If the request http://voitures.kudria.com/gethost.php gives you www.kudria.com/cms/gethost.php then there has been a server rewrite and Drupal won't know that you wanted voitures.kudria.com. In that case, the way in which the subdomain was created by your host was not right. But if the request remained unchanged then the problem is with your Drupal "/sites" setup.

dalek’s picture

/cms *should* be lower case. That said,

http://www.kudria.com/cms/gethost.php and http://voitures.kudria.com/gethost.php produced the right output (I added the string to the front so I knew it was the output I expected):

Path to this file: www.kudria.com/cms/gethost.php
Path to this file: voitures.kudria.com/gethost.php

Respectively. But http://www.kudria.com/cms/voitures/gethost.php resulted in a page not found. You can check them all since they are reachable right now. I am clueless why that happened, I did have its directory, voitures.kudria.com created inside /cms per instructions.

cog.rusty’s picture

Ok, http://www.kudria.com/cms/voitures/gethost.php gave you a "page not found" because there is no symlink or anything there and it was interpreted as:

http://www.kudria.com/cms/index.php?q=voitures/gethost.php

and of course Drupal didn't find such a page.

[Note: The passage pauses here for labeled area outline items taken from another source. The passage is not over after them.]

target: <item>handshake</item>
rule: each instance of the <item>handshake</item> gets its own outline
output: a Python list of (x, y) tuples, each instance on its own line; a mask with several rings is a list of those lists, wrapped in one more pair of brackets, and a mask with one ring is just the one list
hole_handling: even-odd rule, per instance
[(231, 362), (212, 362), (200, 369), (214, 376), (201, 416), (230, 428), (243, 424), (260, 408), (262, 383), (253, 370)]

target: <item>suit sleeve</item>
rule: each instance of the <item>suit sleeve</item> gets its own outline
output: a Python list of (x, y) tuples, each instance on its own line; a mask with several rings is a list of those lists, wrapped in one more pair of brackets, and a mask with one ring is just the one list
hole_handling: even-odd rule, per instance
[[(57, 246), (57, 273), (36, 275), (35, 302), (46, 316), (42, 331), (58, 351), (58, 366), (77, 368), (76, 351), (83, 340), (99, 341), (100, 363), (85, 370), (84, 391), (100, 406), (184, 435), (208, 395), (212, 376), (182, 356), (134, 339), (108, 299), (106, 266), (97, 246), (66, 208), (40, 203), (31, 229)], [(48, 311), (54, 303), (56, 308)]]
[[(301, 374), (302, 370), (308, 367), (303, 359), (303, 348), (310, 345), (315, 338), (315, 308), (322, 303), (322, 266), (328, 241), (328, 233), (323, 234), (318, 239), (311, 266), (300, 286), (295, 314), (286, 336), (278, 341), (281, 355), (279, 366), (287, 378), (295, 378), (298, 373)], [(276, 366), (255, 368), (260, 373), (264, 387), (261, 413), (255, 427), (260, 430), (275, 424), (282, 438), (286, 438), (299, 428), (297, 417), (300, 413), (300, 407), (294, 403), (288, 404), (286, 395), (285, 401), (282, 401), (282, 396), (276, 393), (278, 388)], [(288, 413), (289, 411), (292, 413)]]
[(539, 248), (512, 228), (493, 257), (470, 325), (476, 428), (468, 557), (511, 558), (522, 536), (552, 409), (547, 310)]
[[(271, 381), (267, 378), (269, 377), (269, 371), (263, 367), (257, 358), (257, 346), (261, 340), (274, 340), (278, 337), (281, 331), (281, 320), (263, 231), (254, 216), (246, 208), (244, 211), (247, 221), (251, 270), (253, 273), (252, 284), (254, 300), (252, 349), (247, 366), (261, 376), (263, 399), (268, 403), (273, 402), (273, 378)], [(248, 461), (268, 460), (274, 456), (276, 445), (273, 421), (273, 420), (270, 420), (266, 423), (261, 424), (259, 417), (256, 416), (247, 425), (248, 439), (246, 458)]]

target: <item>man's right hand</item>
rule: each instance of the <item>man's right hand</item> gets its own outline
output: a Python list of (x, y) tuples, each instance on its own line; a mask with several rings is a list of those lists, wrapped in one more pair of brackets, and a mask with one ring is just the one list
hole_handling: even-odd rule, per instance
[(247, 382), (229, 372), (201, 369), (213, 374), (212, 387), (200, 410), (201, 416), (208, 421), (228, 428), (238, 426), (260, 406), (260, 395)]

But this should not matter -- you don't want to use that long path anyway. What matters is that the other two work and the server setup is ok:

http://www.kudria.com/cms
http://voitures.kudria.com

Now, for Drupal to recognize these two sites you just need two settings directories containing the respective settings.php files with their database string.

/cms/sites/kudria.com.cms
/cms/sites/voitures.kudria.com

dalek’s picture

The way I have it setup is

/cms/sites/default
/cms/sites/voitures.kudria.com

since kudria.com is the default site. I would think that would do my bidding but I may be wrong. I also told each configuration file to look for its own database. So, worst case scenario (with voitures) would be IMHO that it would be annoyed with the database and bark at me. But instead it is going (defaulting?) to the default site. Is that an expected behaviour when it goes boink?

cog.rusty’s picture

Going to /sites/default is the default behavior if no good match with the user's request is found. This is documented.

Generally I avoid using 'default' and I always take care to have a matching directory name. I just leave 'default' alone -- less surprises and easier for updates.

But this is really unexpected when Drupal does receive the request for voitures.kudria.com intact and a /sites/voitures.kudria.com settings directory does exist. I can't explain it.

cog.rusty’s picture

I noticed another strange thing with your setup.

- www.kudria.com/cms/node works with clean urls
- voitures.kudria.com/node does not work with clean urls (it gives a server error), and you need to type voitures.kudria.com/?q=node.

If both sites accessed the same database, then the "clean URLs" setting should be the same for both but it is not... Was the other database an exact backup of the first one?

Maybe there is something in your .htaccess which confuses the second site? Is it unmodified?

I also noticed that you have been using an old Drupal version (4.7.2).